During the podium media conference Márquez kept dropping subtle hints that he has plenty more to come.
“I pushed hard only three or four laps, then when I saw the gap was increasing I was able to ride in [two minutes] 4.8, four-high at a constant pace, with some margin,” he said. “I had the margin to be a little bit faster. This is the first race this year that I came to with the intention of fighting for victory. I said that already in the press conference on Thursday. The weekend was good – Friday was really good, Saturday so-so, but today better.”
Although COTA was his 13th race since his comeback at Portimao, Márquez has yet to regain the man/machine intimacy that made him close to unbeatable before the accident.
“I need to keep working and keep pushing because the special feeling with the bike is still not there.”
The way Márquez rode before requires that special relationship, in which the rider knows the motorcycle so well that he knows what it’s going to do before it does it. This is what you need to teeter on the brink of disaster without tipping over the brink – you don’t only need to be at one with the bike you need to be ahead of the bike.

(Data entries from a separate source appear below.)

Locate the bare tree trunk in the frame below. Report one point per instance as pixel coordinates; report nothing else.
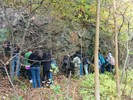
(116, 53)
(97, 90)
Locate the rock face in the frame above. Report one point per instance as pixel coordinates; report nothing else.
(43, 32)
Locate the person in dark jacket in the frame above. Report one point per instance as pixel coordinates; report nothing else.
(34, 60)
(85, 63)
(46, 63)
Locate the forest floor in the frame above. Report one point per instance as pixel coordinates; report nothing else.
(63, 89)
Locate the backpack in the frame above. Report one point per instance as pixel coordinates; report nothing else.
(101, 59)
(112, 61)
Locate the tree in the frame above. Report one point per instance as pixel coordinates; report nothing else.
(97, 90)
(116, 52)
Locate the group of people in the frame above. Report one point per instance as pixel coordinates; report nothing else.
(79, 64)
(34, 59)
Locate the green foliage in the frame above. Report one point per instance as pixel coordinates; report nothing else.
(17, 98)
(107, 90)
(56, 89)
(107, 86)
(54, 69)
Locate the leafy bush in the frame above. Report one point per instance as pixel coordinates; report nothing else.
(107, 86)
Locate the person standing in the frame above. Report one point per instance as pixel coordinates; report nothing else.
(77, 63)
(46, 63)
(15, 61)
(27, 64)
(102, 60)
(85, 64)
(35, 61)
(111, 62)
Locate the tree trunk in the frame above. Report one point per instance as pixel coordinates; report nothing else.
(97, 90)
(116, 53)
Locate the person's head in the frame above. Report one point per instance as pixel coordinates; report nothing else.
(38, 53)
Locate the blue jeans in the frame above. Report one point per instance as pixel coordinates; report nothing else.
(102, 68)
(81, 69)
(35, 72)
(86, 69)
(28, 73)
(15, 62)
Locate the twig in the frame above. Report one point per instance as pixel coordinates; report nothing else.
(10, 80)
(68, 87)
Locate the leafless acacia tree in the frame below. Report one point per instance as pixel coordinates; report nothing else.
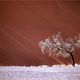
(57, 46)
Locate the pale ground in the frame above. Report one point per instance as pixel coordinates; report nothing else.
(57, 72)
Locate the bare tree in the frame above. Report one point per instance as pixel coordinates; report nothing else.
(57, 46)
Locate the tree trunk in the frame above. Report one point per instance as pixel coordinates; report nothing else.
(72, 59)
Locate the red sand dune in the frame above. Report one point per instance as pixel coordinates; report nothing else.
(24, 23)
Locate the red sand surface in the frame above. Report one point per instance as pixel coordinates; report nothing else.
(24, 23)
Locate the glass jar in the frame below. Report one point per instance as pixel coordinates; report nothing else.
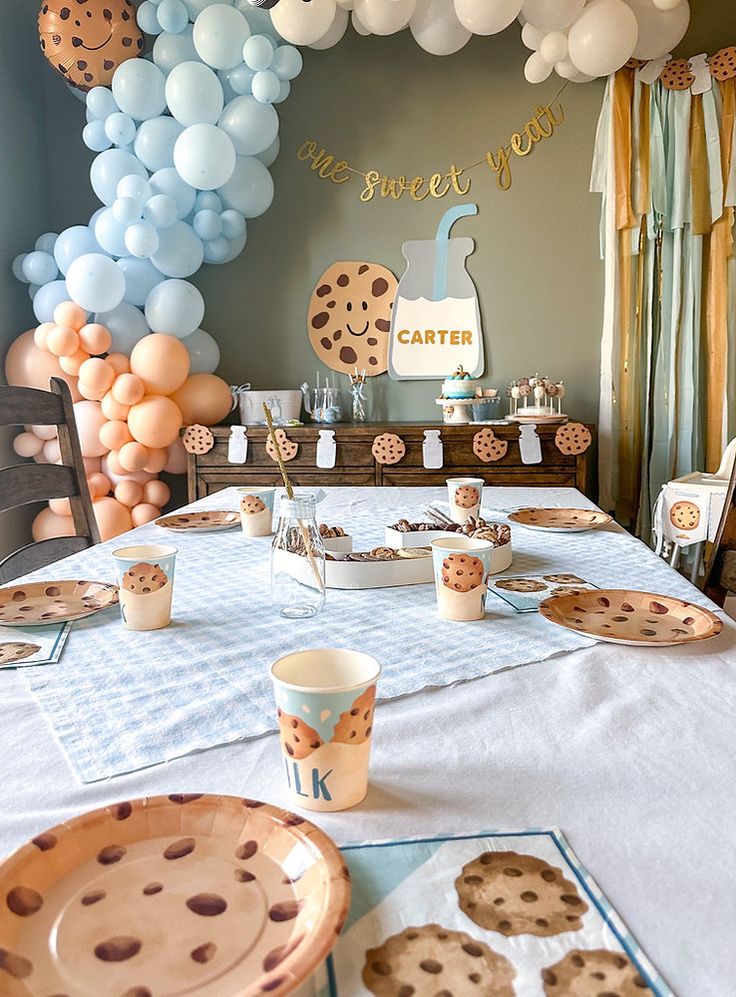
(297, 559)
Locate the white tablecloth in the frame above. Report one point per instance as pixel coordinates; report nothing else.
(631, 752)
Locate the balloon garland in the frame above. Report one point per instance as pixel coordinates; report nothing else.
(184, 141)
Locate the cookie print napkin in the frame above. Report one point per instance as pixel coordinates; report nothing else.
(512, 913)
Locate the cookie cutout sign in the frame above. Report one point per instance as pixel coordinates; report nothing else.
(350, 316)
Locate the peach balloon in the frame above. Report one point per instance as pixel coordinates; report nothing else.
(41, 334)
(61, 507)
(99, 484)
(114, 410)
(112, 517)
(62, 341)
(157, 493)
(119, 362)
(71, 365)
(27, 445)
(133, 456)
(51, 451)
(90, 421)
(144, 513)
(203, 398)
(155, 421)
(161, 361)
(96, 373)
(157, 460)
(176, 462)
(68, 313)
(128, 389)
(115, 434)
(128, 493)
(48, 524)
(95, 338)
(27, 366)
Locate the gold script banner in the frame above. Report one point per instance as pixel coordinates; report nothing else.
(541, 125)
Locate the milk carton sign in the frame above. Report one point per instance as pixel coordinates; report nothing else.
(435, 322)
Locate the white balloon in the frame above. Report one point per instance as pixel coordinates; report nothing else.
(536, 70)
(552, 15)
(204, 156)
(303, 23)
(358, 26)
(384, 17)
(337, 29)
(436, 28)
(219, 34)
(531, 36)
(252, 126)
(194, 94)
(603, 37)
(659, 30)
(554, 47)
(484, 18)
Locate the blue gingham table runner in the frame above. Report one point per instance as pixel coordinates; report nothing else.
(119, 701)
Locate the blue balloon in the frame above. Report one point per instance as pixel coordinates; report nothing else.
(101, 103)
(154, 143)
(46, 242)
(109, 168)
(161, 211)
(141, 276)
(73, 243)
(142, 240)
(47, 298)
(120, 128)
(40, 268)
(95, 137)
(233, 224)
(173, 16)
(127, 325)
(110, 233)
(168, 181)
(148, 18)
(180, 253)
(208, 226)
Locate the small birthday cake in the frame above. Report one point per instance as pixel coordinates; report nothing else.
(459, 385)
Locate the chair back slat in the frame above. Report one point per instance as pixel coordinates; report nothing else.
(30, 407)
(22, 484)
(38, 555)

Also, Márquez has yet to fully figure out Michelin’s latest rear slick. The softer-construction rear was introduced at the start of last year, so he’s effectively one season behind his rivals in understanding the tyre that changed MotoGP a lot.
“I cannot find the full potential of the new tyre,” he added. “The tyre didn’t drop, so I had more or less the same grip with the old tyre as will the new tyre. For that reason I kept a very constant pace during the race. But that’s not the way to be fast – I prefer to have the initial grip and then manage.”
Finally, of course, his right arm and shoulder still aren’t at 100%. During the weekend he commented that they are usually between 60 and 80%, never more, so he can’t attack right-handers in his usual style because he knows he can’t save a front slide with his right elbow.
“I was on my last lap and once again I got hit out and got passed by two guys”
And Márquez likes Honda’s latest and hugely revamped RC213V, which he tried for the first time at Misano, a week before he headed to COTA.
“The engine is a good step up but the main step Honda has made is in the full bike, all the components,” he said. “The bike is really different, it’s so different everywhere. The engine is different for sure but also how the bike is made – the weight, the height, everything is different, so it makes the bike so different.
“The most important thing is that we know what’s going on, because to improve the problem first you need to know the situation you are in. It seems like we know what we are doing and Honda has brought something that improved rear grip quite a lot in the test. Of course we faced other problems, but it’s a new bike so that’s normal. But, yeah, the bike was better.”
Quartararo was delighted with second place at a track that could’ve been tricky for him – Yamaha has never won at COTA. Once again he threw everything at the race, just as he threw everything at title-rival Pecco Bagnaia two weeks earlier at Misano.
During the first few laps he came under serious pressure from Pramac Ducati’s Jorge Martin, which is just what he didn’t want, because if he got mixed up with the Ducatis he might’ve been in trouble.
“My only solution to try to have a better race was to push,” he said. “I pushed but all weekend I didn’t have Marc’s pace, especially with used tyres. In the end, we achieved our main goal, which was to finish on the podium.
“It’s the best second place of my career, because before the start I was feeling a bit more stressed, but when you start the race the stress goes. I did a really good race and I’m really happy because Pecco was super-strong during the last two races, where he scored 50 points.”
Bagnaia’s back-to-back victories at Aragon and Misano had closed the gap between the pair from 70 points to 48, with four races remaining. A tall order for the Ducati rider, but far from impossible if he kept outscoring Quartararo at the same rate.
Bagnaia started from pole position for the third race in a row, but it took him too long to get his rear tyre up to temperature, so when Márquez took off he was already three seconds down.
“So I just tried to manage well the first part of the race,” he said. “I saw that some riders, like Marc and Fabio, were fast and others were pushing a bit too much with the rear tyre. So, I said, just wait a bit: try to set your pace, because at the start, with riders in front of you, it’s more difficult to brake where you want.
“When I saw other riders were starting to struggle I bettered my pace. I wasn’t fast like Marc or Fabio, but I saw that the podium was there. I have to say thanks to Jack [Miller, his Ducati team-mate] who let me pass. He was struggling a bit, but he did great teamwork.”